In the United States, my observation is that women in finance enjoy my content because it focuses on an Empowering Mindset, Distinctive Uniqueness and a Body-Conscious Presence. These concepts are not usually brought up at work. That being said, women understand how these concepts relate to their working environment and how they benefit them to drive their careers. In addition to my own IP, I also added Conversational Intelligence (C-IQ)® to my repertoire. It’s a powerful tool for leaders to navigate more successfully through team conversations, and for anyone to upgrade their negotiation competence.

Your clients aren’t only located in the United States, right?

That’s correct. I’ve worked with professionals in Latin America, Europe, Asia (last year, I conducted a Women’s Leadership Workshop in Qatar), and particularly in Africa (mostly in Ghana, Cameroon and South Africa so far). What I have found is that professionals in Africa have a big appetite for transformational learning, which has been extremely gratifying. Women in some of these regions have traditionally very strong roles with the family. Therefore, they have a lot of influence on their children and they pass their own transformation on to them. It’s also been wonderful to speak to several young men who very proactively work for female advancement in several African countries, especially for women entrepreneurs. They understand the need to stand up for the women in their countries and create real opportunities for them, which of course will also benefit their communities and economies.

You grew up in Germany: What brought you to NYC?

The diversity of the city!

I grew up in a small village in Germany and didn’t travel much as a kid. As farmers, my parents never took vacation. However, I was always very curious and moved to Munich to study. After graduating as a Translator and Interpreter with a specialization in Economics, I joined The Boston Consulting Group (BCG) and was attracted to the international career opportunities. I got an assignment to manage their office in Spain (and learned Spanish) and later helped them open their Lisbon and São Paulo offices. For several years, I was in charge of both the Madrid and Lisbon offices, for which I also studied Portuguese.

I then had a short stint in Argentina, where I worked for a BCG alumnus in 2000/2001 and left Buenos Aires for BCG’s San Francisco office because of the Peso crisis.

I really enjoyed my time in Argentina and wanted to go back. So, after spending 3.5 years in San Francisco, I packed my bags and opened a bed and breakfast in Buenos Aires. Over the years, I also translated ten books on Argentine Tango. My next station was Rio de Janeiro, where I owned a dance & wellness studio because of my passion for dance and holistic healing. After a ‘not so pleasant’ experience with a business partner, I decided to close the company and return to the USA. I had visited NYC in the past and loved its diversity. I settled in Harlem (my favorite neighborhood) and the rest is history!
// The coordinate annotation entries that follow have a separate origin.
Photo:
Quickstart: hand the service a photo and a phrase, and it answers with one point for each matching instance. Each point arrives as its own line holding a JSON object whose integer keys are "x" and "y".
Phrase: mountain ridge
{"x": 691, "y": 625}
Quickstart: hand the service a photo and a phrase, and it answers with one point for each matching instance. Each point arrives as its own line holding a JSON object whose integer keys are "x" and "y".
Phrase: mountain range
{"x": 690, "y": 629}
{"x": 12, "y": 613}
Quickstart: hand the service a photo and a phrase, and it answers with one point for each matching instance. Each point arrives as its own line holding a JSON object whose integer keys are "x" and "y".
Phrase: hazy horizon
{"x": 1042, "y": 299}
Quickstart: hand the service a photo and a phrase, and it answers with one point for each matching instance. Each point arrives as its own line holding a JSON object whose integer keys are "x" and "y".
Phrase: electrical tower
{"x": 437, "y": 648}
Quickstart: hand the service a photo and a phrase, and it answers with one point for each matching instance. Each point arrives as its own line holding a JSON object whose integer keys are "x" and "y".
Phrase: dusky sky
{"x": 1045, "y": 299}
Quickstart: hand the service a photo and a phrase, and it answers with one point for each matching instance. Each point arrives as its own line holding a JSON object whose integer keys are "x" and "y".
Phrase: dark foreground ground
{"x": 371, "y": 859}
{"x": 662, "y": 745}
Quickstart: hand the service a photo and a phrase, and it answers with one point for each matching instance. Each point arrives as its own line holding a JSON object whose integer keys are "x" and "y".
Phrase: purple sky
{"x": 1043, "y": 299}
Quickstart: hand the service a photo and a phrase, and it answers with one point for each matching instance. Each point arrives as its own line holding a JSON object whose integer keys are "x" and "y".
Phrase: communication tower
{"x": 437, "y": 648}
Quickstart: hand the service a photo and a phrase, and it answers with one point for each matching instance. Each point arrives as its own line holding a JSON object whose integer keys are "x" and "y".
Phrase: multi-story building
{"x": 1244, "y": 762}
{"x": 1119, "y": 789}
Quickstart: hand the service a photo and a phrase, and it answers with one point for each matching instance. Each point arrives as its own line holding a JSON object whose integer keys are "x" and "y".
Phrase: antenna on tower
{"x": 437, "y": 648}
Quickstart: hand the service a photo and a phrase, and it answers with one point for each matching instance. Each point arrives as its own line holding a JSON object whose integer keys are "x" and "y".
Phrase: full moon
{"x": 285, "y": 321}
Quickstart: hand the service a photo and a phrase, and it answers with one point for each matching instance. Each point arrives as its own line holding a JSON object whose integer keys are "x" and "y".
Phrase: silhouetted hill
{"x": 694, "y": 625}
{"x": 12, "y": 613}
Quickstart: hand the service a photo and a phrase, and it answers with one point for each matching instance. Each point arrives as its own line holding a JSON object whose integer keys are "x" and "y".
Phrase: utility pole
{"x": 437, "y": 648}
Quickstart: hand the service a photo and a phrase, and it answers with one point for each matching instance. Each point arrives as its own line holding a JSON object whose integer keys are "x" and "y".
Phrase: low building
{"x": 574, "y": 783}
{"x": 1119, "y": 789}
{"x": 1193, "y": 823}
What did you learn from your entrepreneurial projects overseas?

I learned a bunch about the process of opening a business overseas, the overwhelming bureaucracy in certain countries and the corruption behind it. Regardless of the situation, I always stayed true to my values. This sometimes came at a high cost; however, I am glad that I stuck with them.

The other lesson I learned was around partnerships in business. I had to close my business in Rio de Janeiro due to a trust issue with my partner, which cost me a lot of money and my (then) dream. I left Brazil with very low self-esteem and had to pick myself up from the very bottom. That’s when I decided to take responsibility for everything, step into a self-empowering mindset, and do some deep soul searching. I reflected on what my “next chapter” should be. I had rich, eclectic corporate and entrepreneurial experience on five continents. How could I integrate all of this into a meaningful business, which could make a real impact, while being aligned with my passion and purpose? It was around that time when I discovered my passion for inclusiveness, female advancement and diverse leadership. This led to the creation of my business Transform Your Performance and my framework Powerful Leadership Transformation (PLT)TM and eventually to my PLT certification program. And while I was still reinstating my self-confidence and figuring everything out and building my network, I had to come up with some tools that helped me prepare for challenging situations like networking, pitching and speaking in front of audiences. These are the tools that I later compiled in my book Speak Up, Stand Out and Shine (Amazon).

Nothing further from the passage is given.